Wednesday, September 27, 2006

Wallace vs. Clinton

[Ed says Nay] Dallas Morning News | Mark Davis:
“ I don't mean to spoil an entire week of multilayered analysis, but the Bill Clinton spectacle over the weekend on Fox News Sunday comes down to one simple thing: once a bully, always a bully.”
Ed Cognoski responds:

He's talking about right wing Fox News hack Chris Wallace, right? When a Democrat stands up to the right wing revisionist propagandists, it drives the knee jerk conservatives wild. What's their response?

Mark Davis tries to turn the focus away from President Clinton's charges and towards President Clinton himself, calling him names. In fact, President Clinton spoke truth. The incoming Bush administration dropped the ball in the handoff of ongoing anti-terrorism efforts. National security advisor Richard Clarke, who served in both administrations, has admitted just that. President Bush had other priorities, namely tax cuts and, as we later learned to our regret, an obsession with Saddam Hussein.

That President Clinton's charges have merit was made evident when the administration unleashed no less than Secretary of State Condoleezza Rice herself to defend the administration's inept anti-terror policy pre-9/11. And her defense amounted to a claim that this is all old news and it was time to move on. In other words, a non-defense defense.

So, Mr Davis wants to attack the messenger and Secretary Rice wants to move on. Neither wants America to face the truth. President Clinton isn't having it.

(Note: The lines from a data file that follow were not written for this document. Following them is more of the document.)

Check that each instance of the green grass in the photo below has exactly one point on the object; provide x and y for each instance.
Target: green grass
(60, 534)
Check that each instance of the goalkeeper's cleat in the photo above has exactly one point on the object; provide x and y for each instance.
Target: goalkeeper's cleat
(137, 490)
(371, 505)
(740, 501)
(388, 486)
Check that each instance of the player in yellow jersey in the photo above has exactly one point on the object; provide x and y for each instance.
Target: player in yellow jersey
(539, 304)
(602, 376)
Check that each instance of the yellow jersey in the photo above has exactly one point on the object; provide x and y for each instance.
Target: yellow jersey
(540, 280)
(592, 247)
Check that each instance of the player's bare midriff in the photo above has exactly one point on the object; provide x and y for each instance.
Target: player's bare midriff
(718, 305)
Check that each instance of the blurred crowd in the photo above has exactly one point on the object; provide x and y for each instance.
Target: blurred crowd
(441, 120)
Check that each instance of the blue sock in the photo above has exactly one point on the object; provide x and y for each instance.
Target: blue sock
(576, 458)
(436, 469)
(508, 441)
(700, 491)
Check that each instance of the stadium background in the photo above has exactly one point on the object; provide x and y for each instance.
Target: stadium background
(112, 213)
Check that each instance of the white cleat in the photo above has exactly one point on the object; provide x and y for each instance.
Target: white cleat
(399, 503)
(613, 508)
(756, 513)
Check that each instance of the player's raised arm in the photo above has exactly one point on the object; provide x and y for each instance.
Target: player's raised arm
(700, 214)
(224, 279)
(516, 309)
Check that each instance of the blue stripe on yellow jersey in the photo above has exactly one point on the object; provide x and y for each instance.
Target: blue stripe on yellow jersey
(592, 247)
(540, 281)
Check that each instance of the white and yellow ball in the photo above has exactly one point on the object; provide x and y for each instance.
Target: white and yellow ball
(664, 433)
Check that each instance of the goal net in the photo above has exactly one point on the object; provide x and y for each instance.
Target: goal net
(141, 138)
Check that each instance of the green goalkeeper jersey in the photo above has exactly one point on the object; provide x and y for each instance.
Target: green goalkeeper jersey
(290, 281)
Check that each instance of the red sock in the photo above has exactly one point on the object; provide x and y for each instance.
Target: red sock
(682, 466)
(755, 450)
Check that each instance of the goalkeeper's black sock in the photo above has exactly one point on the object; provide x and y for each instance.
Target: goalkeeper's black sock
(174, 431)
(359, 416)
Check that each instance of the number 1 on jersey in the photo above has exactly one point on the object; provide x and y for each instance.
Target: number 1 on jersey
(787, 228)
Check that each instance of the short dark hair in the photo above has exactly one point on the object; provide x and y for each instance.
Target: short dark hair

Friday, September 01, 2006

Washington Post: The liar was Joe Wilson

[Ed says Nay] At least, that's the way the right wing DallasBlog decided to headline its spin of an editorial by the Washington Post. The Post's editorial itself was headlined neutrally: "End of an Affair". Its lead referred to, not Ambassador Joe Wilson, but Richard Armitage: "It turns out that the person who exposed CIA agent Valerie Plame was not out to punish her husband." It explains that it was Mr Armitage who first disclosed CIA operative Valerie Plame's name to reporter Robert Novak. The Post goes on to blame Vice President Cheney and his chief-of-staff Scooter Libby for carelessness in the handling of classified information in their efforts to discredit Joe Wilson, who had claimed that intelligence about Iraq had been twisted to make the case for war. Only in its last paragraph does the Washington Post spread some of the blame to Joe Wilson himself, for going public with his charges. Ultimately, the charges proved false and going public resulted in the disclosure of his wife's role.

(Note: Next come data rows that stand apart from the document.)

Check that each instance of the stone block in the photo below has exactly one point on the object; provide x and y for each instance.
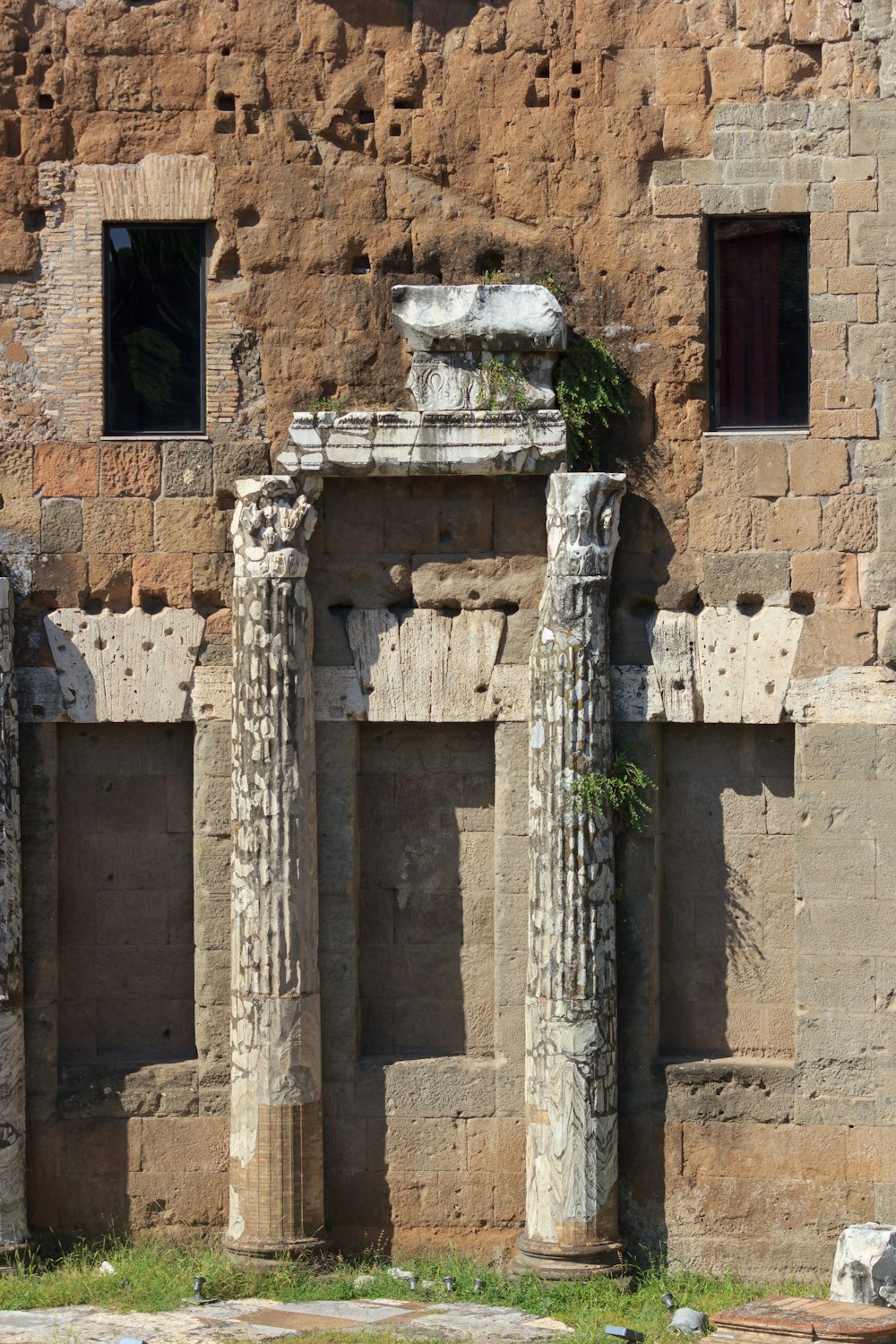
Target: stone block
(352, 521)
(167, 578)
(872, 239)
(131, 470)
(477, 582)
(426, 1088)
(109, 578)
(834, 639)
(818, 468)
(212, 577)
(446, 317)
(185, 470)
(828, 577)
(188, 1144)
(231, 461)
(855, 195)
(761, 468)
(676, 201)
(64, 577)
(495, 1144)
(120, 526)
(728, 578)
(193, 1199)
(211, 863)
(735, 73)
(416, 1145)
(849, 523)
(212, 750)
(66, 470)
(842, 981)
(719, 524)
(791, 524)
(864, 1263)
(211, 804)
(61, 524)
(817, 21)
(465, 524)
(185, 524)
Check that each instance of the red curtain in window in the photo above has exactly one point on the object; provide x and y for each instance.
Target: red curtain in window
(748, 328)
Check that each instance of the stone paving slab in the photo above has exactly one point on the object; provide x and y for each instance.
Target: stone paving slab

So, that's the story. The Washington Post pretty much plays it straight. Its conclusion is that there is blame enough to go around. It concludes that the Bush administration, rather than hatching an evil plot, was instead merely incompetent. It began with a desire by Cheney, Libby, and Rove to discredit Wilson, led to carelessness with classified information, and instinctively descended into stonewalling and lying under oath.

You would not learn any of this reading the DallasBlog. In its version of the story, the Washington Post concludes that "THE LIAR WAS JOE WILSON". Despite DallasBlog's claim to present "News and Viewpoints", the blog posts are commonly viewpoints presented as news. Even the Washington Post editorial, clearly presented as viewpoint, not news, does better at presenting the facts. The DallasBlog might be a halfway decent right wing blog, but it is an embarrassment as a news source.